Job Title: ML Ops Tech Lead
Location: Remote
Employment Type: Full-time
Within this global organisation, they are pushing the boundaries of applied AI and deep learning to power smarter, faster, and more scalable solutions.
They are looking for an ML Ops Tech Lead who thrives on building production-ready ML infrastructure, and who can bring expertise in Google Cloud Platform (GCP), deep learning, and Python to drive the machine learning systems forward.
The Role
As our ML Ops Tech Lead, you’ll design and oversee the end-to-end ML operations strategy—from experimentation to deployment at scale. You’ll collaborate closely with data scientists, ML engineers, and product teams to ensure our deep learning models are trained, deployed, and monitored with speed, reliability, and efficiency.
What You’ll Do
- Lead the design and implementation of ML pipelines on GCP (Vertex AI, BigQuery, Dataflow, GKE).
- Build scalable workflows for training, testing, deployment, and monitoring of deep learning models.
- Establish best practices for reproducibility, observability, and automation in ML lifecycles.
- Collaborate with data scientists to productionize Python-based deep learning models (TensorFlow, PyTorch).

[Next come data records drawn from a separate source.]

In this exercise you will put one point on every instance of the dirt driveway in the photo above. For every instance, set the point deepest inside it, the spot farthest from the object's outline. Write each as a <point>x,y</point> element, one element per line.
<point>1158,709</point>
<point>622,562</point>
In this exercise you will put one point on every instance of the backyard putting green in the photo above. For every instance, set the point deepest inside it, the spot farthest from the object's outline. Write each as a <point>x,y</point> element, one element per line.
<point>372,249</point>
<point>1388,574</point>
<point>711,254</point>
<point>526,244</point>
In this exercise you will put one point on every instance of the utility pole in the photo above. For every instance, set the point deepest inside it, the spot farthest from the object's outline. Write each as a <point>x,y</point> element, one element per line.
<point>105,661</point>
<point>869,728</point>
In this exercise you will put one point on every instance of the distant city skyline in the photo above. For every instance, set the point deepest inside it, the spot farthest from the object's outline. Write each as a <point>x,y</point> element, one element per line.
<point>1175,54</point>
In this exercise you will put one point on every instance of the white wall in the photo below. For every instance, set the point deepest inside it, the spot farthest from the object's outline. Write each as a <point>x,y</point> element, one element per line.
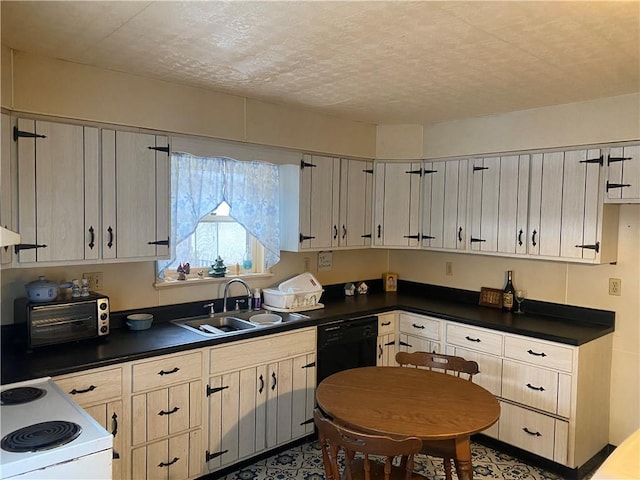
<point>596,121</point>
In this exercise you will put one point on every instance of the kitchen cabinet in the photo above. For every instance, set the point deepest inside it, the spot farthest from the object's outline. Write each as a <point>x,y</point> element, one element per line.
<point>623,174</point>
<point>444,204</point>
<point>567,217</point>
<point>396,206</point>
<point>100,393</point>
<point>309,204</point>
<point>260,395</point>
<point>135,198</point>
<point>356,194</point>
<point>166,408</point>
<point>386,348</point>
<point>419,333</point>
<point>554,397</point>
<point>58,192</point>
<point>7,179</point>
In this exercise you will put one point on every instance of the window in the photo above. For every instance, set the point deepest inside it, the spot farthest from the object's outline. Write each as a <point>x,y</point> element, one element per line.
<point>218,234</point>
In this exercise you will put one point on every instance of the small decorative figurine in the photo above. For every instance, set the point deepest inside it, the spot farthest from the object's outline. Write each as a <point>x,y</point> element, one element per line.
<point>218,269</point>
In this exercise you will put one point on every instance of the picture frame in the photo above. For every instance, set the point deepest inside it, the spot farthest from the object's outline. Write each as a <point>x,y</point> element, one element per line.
<point>390,282</point>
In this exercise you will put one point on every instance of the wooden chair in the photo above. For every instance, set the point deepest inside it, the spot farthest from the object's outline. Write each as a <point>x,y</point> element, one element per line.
<point>448,364</point>
<point>335,439</point>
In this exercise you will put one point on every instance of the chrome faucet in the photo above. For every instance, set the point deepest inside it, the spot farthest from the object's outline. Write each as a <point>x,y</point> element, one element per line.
<point>226,292</point>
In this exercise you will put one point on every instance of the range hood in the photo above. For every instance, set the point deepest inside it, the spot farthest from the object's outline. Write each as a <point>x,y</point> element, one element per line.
<point>7,237</point>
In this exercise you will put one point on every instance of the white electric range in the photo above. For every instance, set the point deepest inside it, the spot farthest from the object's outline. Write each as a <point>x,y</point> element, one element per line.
<point>46,435</point>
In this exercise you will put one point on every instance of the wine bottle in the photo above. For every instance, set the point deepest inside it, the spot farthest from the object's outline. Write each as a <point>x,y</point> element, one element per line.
<point>507,293</point>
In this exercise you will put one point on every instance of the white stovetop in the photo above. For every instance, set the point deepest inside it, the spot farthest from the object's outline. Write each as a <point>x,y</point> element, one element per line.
<point>55,405</point>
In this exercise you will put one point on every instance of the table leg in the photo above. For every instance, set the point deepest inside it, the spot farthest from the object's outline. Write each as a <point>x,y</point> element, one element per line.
<point>464,468</point>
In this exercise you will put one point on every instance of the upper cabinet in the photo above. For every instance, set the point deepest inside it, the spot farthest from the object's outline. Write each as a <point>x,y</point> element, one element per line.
<point>444,205</point>
<point>325,203</point>
<point>136,201</point>
<point>623,174</point>
<point>58,191</point>
<point>396,205</point>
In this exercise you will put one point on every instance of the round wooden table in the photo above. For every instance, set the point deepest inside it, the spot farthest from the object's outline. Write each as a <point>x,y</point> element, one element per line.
<point>411,402</point>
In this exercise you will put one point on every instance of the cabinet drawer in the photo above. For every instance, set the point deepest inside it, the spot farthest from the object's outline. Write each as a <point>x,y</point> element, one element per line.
<point>386,323</point>
<point>165,371</point>
<point>544,354</point>
<point>474,339</point>
<point>178,457</point>
<point>166,411</point>
<point>529,385</point>
<point>534,432</point>
<point>92,387</point>
<point>420,326</point>
<point>243,354</point>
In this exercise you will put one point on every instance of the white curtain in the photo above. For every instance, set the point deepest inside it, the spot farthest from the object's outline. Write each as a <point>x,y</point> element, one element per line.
<point>200,184</point>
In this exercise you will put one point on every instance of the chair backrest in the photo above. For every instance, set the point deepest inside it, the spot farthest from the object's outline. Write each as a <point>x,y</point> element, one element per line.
<point>336,440</point>
<point>439,361</point>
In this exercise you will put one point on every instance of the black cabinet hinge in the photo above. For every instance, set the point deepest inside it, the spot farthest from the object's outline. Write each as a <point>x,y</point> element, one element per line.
<point>22,134</point>
<point>211,391</point>
<point>160,149</point>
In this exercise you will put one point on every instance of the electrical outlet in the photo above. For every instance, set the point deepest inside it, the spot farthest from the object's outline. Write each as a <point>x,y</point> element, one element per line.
<point>448,267</point>
<point>615,286</point>
<point>95,280</point>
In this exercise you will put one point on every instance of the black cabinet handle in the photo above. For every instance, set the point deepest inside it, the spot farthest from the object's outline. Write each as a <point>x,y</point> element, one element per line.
<point>531,352</point>
<point>91,388</point>
<point>27,246</point>
<point>595,247</point>
<point>164,412</point>
<point>91,237</point>
<point>537,389</point>
<point>160,242</point>
<point>162,464</point>
<point>168,372</point>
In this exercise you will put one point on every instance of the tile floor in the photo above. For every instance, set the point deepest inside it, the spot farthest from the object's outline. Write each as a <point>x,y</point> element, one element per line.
<point>305,463</point>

- Implement CI/CD pipelines and infrastructure-as-code (Terraform, Helm) for ML workloads.
- Monitor model performance, detect drift, and optimize cost efficiency in cloud environments.
- Mentor a team of ML Ops engineers and foster a culture of innovation and excellence.
What they’re Looking For
- 5+ years in software engineering, DevOps, or data engineering, with 2+ years focused on ML Ops.
- Strong experience with GCP services for machine learning (Vertex AI, Dataflow, GKE, BigQuery).
- Hands-on expertise with deep learning frameworks (TensorFlow, PyTorch) and Python.
- Proven track record deploying ML models at scale in production environments.
- Strong knowledge of containerization and orchestration (Docker, Kubernetes).
- Familiarity with ML workflow tools (Kubeflow, MLflow, Airflow, or similar).
- Excellent leadership, problem-solving, and communication skills.
Nice-to-Have
- Experience with distributed training and hyperparameter optimization at scale.
- Exposure to monitoring/model observability platforms (Weights & Biases, Prometheus, Grafana).
- Background in high-throughput data systems (Spark, Dataproc, or Databricks).
Why Join Us?
- Own the ML Ops vision at a company building cutting-edge AI products.
- Work on high-impact deep learning projects with a world-class team.
- Competitive salary, equity options, and benefits package.
- Flexible, collaborative, and innovation-driven environment.